If they dislike working with others, let them know just how important teamwork is – and emphasize that some types of work just can't be done by an individual working alone. Explain how their unique strengths contribute to the success of the team, and use the idea of Belbin's Team's Roles to communicate how they can help create a balanced, effective group.
Last, coach them on how to be good team players. Introverts might not know the best ways to speak up in a group, or understand how to handle conflict when it arises. Mentor them on how to navigate these situations, so that they have the confidence and skills that they need to contribute.
Create an Appropriate Work Environment
When team members work best alone, their productivity, creativity, and effectiveness can suffer in open plan offices. Office noise or general conversation can distract them, and it's likely to lead to high levels of stress and low productivity.
Where possible, make sure that these team members have a quiet, comfortable place to work, away from break rooms or high-traffic areas. To minimize distractions, encourage them to listen to “white noise” or non-distracting music to cover general office sounds.
Introverts can be excellent listeners, and when they do speak up, they often have something important to say. It also means that they expect others to listen to them with the same attention and courtesy that they themselves demonstrate.
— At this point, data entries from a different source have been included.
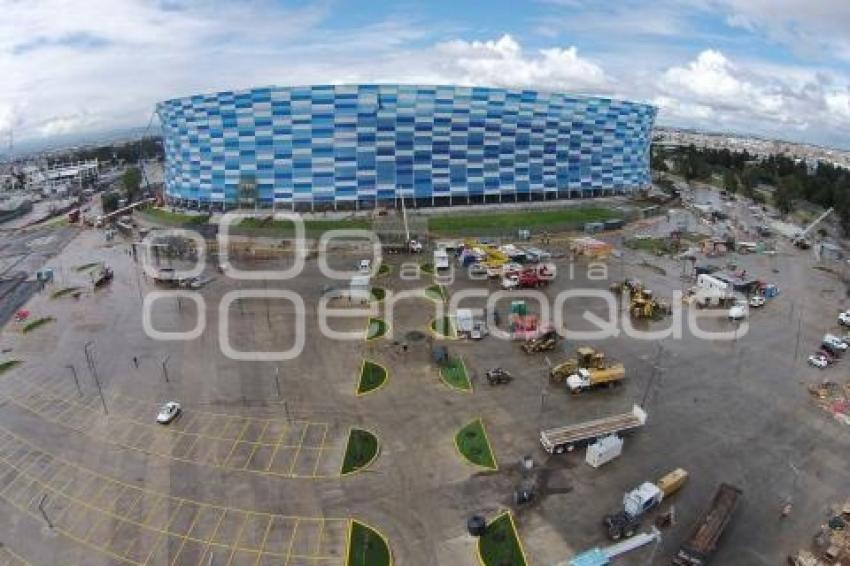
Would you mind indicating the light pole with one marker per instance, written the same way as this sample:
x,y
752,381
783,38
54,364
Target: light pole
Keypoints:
x,y
93,371
76,380
165,367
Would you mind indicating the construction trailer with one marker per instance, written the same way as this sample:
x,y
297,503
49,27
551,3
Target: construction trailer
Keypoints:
x,y
639,501
568,438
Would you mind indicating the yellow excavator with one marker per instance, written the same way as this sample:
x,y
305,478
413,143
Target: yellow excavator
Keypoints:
x,y
589,359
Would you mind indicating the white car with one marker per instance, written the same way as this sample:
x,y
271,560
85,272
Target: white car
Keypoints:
x,y
168,412
738,312
835,342
510,282
477,269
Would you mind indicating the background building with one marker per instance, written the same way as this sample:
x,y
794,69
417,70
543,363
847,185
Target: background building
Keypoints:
x,y
354,146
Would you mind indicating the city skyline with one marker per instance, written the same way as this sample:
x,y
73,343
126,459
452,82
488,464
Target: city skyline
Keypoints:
x,y
775,70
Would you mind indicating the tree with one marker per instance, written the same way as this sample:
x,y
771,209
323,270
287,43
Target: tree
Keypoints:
x,y
132,181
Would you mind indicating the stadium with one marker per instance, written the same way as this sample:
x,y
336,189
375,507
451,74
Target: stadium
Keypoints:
x,y
359,146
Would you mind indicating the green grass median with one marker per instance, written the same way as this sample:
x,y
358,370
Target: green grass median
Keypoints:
x,y
454,374
500,545
474,446
361,451
376,328
366,547
372,377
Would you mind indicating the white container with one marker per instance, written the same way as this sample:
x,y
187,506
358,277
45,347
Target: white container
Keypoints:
x,y
604,450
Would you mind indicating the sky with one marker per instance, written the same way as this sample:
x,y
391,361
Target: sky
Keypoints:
x,y
773,68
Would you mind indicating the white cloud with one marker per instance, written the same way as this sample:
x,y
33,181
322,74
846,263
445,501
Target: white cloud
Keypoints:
x,y
503,63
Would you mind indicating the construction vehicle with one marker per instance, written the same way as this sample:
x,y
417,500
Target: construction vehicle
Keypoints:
x,y
586,357
702,542
499,376
639,501
588,378
543,343
568,438
643,304
103,276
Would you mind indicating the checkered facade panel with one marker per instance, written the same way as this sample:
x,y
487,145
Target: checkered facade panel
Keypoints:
x,y
378,142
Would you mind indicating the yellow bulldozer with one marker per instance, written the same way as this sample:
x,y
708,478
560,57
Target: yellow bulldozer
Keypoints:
x,y
586,358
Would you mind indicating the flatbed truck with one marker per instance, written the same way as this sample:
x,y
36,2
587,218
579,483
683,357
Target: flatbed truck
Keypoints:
x,y
639,501
702,542
568,438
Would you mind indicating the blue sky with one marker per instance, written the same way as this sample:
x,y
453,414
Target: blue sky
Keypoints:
x,y
776,68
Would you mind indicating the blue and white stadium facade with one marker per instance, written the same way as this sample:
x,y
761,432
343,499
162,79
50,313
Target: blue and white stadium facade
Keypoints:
x,y
355,146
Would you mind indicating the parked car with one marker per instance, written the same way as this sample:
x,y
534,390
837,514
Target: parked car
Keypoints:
x,y
510,282
499,376
477,269
168,412
479,330
827,355
835,341
738,311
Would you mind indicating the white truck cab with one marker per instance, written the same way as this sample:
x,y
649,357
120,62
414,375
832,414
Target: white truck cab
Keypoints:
x,y
641,499
578,380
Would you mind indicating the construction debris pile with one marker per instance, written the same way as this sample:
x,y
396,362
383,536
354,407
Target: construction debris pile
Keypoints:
x,y
834,398
831,544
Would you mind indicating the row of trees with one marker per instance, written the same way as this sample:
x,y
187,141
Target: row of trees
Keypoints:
x,y
792,181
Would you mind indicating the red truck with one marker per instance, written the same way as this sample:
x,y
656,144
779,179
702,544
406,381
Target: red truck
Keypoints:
x,y
702,542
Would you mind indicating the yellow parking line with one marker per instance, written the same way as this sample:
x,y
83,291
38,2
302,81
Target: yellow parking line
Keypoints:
x,y
291,543
298,450
264,541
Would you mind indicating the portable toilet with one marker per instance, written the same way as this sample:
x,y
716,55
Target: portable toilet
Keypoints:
x,y
519,307
604,450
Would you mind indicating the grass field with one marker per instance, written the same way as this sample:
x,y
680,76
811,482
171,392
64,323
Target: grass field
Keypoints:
x,y
443,326
30,326
9,364
164,216
62,292
454,374
436,293
87,266
544,219
500,545
366,547
473,444
372,376
361,450
377,328
268,226
378,293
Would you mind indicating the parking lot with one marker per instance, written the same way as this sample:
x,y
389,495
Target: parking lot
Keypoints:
x,y
250,472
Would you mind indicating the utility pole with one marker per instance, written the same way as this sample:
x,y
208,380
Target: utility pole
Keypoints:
x,y
76,380
93,371
165,368
43,512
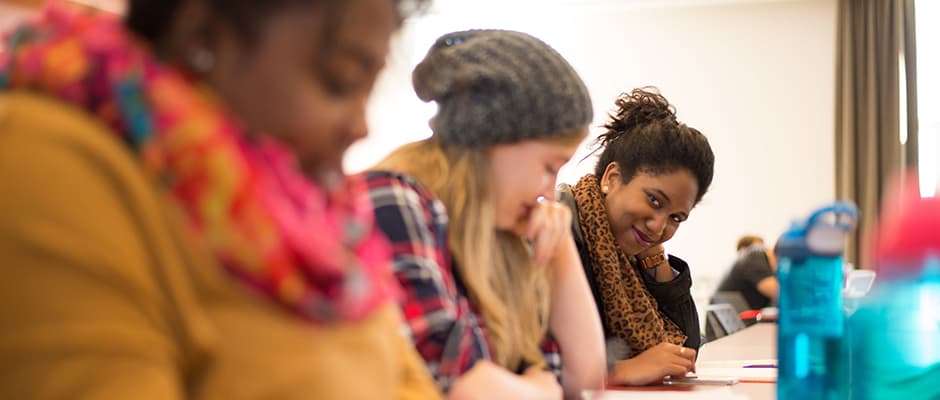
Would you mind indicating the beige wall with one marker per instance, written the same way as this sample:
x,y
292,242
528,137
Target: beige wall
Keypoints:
x,y
757,77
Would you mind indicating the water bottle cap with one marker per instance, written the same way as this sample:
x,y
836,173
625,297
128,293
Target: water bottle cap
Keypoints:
x,y
821,234
909,229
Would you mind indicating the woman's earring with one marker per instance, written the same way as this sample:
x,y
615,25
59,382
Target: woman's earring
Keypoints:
x,y
201,60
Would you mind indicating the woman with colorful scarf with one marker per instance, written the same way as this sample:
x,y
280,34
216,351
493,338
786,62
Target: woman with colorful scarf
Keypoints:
x,y
174,220
653,170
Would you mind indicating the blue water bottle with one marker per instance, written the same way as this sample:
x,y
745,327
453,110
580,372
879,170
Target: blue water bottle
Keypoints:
x,y
810,325
895,332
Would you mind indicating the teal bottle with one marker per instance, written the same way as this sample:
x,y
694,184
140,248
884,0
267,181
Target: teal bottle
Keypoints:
x,y
895,332
811,322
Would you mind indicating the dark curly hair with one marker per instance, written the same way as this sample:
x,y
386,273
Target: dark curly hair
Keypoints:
x,y
150,18
643,135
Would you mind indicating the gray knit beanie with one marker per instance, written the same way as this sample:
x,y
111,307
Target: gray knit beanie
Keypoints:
x,y
496,87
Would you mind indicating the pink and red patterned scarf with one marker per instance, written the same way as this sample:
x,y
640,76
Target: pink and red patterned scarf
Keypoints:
x,y
314,251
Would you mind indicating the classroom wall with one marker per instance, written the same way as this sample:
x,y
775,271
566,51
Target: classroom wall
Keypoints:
x,y
757,77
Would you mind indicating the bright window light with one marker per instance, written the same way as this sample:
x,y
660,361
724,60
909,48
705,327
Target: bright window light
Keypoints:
x,y
928,94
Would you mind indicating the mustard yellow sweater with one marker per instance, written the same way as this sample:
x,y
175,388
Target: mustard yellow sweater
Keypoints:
x,y
101,296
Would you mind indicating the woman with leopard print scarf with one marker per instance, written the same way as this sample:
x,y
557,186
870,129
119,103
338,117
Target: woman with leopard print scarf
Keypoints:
x,y
652,172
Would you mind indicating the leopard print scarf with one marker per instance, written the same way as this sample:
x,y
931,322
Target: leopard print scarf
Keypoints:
x,y
630,311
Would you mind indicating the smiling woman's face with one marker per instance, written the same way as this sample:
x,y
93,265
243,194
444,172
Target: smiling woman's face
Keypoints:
x,y
648,209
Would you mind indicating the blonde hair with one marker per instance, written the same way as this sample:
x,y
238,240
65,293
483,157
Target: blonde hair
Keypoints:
x,y
496,267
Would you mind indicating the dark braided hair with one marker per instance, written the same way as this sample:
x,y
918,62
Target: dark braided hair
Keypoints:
x,y
643,135
151,18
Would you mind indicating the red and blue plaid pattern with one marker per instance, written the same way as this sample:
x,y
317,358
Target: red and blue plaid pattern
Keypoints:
x,y
446,329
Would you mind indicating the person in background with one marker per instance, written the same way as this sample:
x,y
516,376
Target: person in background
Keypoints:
x,y
492,278
175,221
753,274
652,172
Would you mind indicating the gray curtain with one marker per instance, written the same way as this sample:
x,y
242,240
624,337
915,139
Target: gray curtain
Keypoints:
x,y
872,34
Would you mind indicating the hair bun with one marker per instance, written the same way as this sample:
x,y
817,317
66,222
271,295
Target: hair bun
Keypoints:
x,y
642,106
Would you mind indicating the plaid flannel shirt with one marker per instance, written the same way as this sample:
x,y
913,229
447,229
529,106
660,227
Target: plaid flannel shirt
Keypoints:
x,y
445,327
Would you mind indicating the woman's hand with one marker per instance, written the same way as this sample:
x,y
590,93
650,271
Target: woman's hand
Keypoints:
x,y
544,382
654,364
549,228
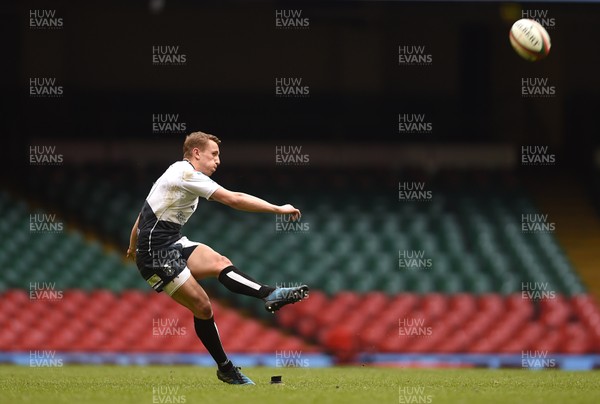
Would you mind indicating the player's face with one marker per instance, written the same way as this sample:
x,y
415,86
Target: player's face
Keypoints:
x,y
208,159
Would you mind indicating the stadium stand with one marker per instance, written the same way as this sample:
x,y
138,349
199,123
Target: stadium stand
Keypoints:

Use active listening skills with your introverted team members. Don't interrupt them once they start talking, and only think about your response once they've finished. When you do ask a question, give them plenty of time to think about what you said, and allow them time to articulate a response.
Many introverts find it more comfortable to write, rather than talk. You're likely to get a better, more considered response if you save non-priority communications for an email or IM, rather than dropping by their office for a chat.
Keep in mind that introverts might not listen in the same way as your other team members. For example, they might stare into space or doodle on their notepad in a meeting. While their body language might point to inattention, there is a good chance that they're absorbing every word being said. Many introverts need to put all their attention on the listener and avoid other sensory distractions. Introverts might also write down information, or draw a Mind Map, as a way to listen and focus.
Motivate Them on Their Level
Introverts are often self-motivated, especially when they work on tasks or projects that they care about. To keep them engaged, assign them tasks that play to their unique strengths, and allow them to focus intensely on one task at a time. Ask them which projects they enjoy most, and try to build more of these into their schedule.
You can also use McClelland's Human Motivation Theory to identify the drivers that motivate them. This will help you tailor your praise and feedback in a way that truly resonates with them.
Our Book Insight, "Quiet: The Power of Introverts in a World That Can't Stop Talking," has additional tips on how you can work more effectively with introverted team members.
You can identify many introverts by their quiet, reserved demeanor. They do their best work alone, and they need time and solitude to formulate their thoughts, especially after a group meeting.
To manage introverted team members, use a collaborative approach in brainstorming sessions. Explain how important their unique perspective is to the group's effectiveness, and teach them the skills that they need to speak up and hold their own in a group. Give them a quiet place to work and reflect, and use active listening skills when they do contribute.